# Pushing data to the Crawler
Before starting to push urls to the Crawler, you first need to create a new Crawler one here (opens new window).
To push urls to be crawled by the Crawler, you must use the Crawling API with two additional parameters:
- You must append
&callback=true
- You must append
&crawler=YourCrawlerName
using the name of the crawler you created here (opens new window).
In response to your crawler push, the API will send back a JSON representation with a unique request identifier RID. This RID is unique and will help you identify the request at any point in the future.
Example of push response:
{ "rid": "1e92e8bff32c31c2728714d4" }
By default, you can push up to 30 urls each second to the Crawler.

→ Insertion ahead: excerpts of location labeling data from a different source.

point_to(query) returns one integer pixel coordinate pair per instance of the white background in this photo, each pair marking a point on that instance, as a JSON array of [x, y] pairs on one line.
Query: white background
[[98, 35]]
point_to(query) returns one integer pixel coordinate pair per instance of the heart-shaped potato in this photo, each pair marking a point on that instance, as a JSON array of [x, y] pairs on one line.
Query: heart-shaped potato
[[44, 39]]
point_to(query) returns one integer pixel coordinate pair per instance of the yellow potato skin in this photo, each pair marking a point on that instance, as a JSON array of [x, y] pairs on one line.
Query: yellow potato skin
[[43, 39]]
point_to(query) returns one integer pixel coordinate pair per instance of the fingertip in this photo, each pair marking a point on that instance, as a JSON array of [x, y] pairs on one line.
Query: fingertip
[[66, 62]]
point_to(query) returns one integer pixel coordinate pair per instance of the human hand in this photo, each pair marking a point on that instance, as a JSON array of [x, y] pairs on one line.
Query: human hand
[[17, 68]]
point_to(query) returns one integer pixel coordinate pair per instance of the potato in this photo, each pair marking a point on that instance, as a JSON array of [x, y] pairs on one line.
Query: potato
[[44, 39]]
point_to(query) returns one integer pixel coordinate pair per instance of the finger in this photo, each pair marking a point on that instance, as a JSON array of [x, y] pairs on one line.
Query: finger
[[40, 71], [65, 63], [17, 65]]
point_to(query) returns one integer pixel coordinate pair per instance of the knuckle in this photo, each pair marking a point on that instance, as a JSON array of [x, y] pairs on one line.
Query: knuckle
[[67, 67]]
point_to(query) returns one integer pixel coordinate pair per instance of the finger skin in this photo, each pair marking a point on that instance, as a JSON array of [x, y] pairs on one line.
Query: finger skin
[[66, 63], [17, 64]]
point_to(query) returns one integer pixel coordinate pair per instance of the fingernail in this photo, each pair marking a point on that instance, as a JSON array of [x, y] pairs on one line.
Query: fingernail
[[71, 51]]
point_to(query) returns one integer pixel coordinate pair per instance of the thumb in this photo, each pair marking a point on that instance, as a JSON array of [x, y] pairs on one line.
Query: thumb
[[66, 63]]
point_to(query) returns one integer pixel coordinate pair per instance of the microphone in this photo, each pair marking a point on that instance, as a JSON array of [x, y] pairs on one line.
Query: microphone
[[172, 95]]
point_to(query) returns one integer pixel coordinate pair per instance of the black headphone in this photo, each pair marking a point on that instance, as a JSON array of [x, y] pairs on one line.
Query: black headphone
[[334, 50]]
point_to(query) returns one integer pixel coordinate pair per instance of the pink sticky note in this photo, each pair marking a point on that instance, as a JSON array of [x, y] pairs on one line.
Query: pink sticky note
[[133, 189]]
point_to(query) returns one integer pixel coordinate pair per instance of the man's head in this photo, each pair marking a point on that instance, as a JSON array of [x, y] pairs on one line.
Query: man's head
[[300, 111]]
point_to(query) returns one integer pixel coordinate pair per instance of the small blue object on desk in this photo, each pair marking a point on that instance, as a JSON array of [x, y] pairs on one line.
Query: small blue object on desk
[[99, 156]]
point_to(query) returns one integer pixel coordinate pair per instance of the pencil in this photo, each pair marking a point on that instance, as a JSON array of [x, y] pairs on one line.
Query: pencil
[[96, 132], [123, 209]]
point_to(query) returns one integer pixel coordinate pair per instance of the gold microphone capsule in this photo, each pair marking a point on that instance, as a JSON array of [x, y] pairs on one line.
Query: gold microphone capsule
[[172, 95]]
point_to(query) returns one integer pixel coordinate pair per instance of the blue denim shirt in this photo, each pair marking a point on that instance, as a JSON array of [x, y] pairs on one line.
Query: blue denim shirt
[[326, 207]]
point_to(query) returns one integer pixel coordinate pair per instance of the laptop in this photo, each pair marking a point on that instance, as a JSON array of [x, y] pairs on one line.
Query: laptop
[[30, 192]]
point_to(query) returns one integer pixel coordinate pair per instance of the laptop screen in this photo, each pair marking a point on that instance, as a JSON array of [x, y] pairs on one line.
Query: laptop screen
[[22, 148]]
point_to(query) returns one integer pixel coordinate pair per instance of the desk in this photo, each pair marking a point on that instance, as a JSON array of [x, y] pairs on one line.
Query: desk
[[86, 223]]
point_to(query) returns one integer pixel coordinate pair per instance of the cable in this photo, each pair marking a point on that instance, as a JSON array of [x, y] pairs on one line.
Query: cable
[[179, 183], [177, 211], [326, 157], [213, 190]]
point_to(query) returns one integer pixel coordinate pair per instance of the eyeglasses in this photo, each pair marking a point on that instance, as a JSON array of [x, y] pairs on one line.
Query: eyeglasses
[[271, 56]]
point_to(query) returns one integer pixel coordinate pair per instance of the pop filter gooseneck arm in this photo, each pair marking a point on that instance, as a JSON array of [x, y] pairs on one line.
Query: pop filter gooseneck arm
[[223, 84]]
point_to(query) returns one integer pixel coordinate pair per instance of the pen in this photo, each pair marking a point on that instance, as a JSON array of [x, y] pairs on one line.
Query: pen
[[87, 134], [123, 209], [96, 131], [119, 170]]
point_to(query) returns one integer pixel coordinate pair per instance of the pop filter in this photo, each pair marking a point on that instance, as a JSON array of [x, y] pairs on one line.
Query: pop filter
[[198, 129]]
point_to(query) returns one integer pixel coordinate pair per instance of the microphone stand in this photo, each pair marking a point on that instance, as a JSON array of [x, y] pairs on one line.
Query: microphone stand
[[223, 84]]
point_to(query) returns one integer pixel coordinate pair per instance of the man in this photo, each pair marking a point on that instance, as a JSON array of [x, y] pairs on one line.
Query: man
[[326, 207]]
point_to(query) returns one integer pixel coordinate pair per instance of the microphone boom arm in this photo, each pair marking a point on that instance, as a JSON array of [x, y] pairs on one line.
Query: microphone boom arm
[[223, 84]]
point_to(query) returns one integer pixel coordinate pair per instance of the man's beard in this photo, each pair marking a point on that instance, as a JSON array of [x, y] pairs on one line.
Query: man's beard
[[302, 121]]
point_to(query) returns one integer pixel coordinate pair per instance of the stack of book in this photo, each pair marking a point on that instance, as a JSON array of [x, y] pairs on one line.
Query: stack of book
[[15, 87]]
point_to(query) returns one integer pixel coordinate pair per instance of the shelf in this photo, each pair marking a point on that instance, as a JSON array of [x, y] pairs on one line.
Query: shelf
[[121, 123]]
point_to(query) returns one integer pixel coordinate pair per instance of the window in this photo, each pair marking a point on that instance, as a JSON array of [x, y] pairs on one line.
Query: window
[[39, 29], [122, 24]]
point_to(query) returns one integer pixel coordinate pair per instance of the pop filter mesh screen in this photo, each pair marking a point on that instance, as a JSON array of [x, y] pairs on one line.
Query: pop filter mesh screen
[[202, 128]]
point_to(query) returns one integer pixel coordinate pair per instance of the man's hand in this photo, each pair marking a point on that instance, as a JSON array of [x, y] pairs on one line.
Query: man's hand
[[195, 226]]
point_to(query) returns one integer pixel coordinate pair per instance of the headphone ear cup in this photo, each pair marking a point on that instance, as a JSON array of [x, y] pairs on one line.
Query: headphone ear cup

# Crawler waiting queue limit
The combined total for all Crawler waiting queues is capped at 1M pages. If any of the queues or all queues combined exceed 1M pages, your Crawler push will temporarily pause, and we will notify you via email. Crawler push will automatically resume once pages in the waiting queue(s) are below 1M pages.
# Sending additional data
Optionally, you can receive custom headers to your callback if you use the callback_headers
parameter. That is great for passing additional data for identification purposes at your side.
The format is the following: HEADER-NAME:VALUE|HEADER-NAME2:VALUE2|etc.
And it must be encoded properly.
Example for headers and values MY-ID 1234, some-other 4321
&callback_headers=MY-ID%3A1234%7Csome-other%3A4321
Those headers will come back in the webhook post request.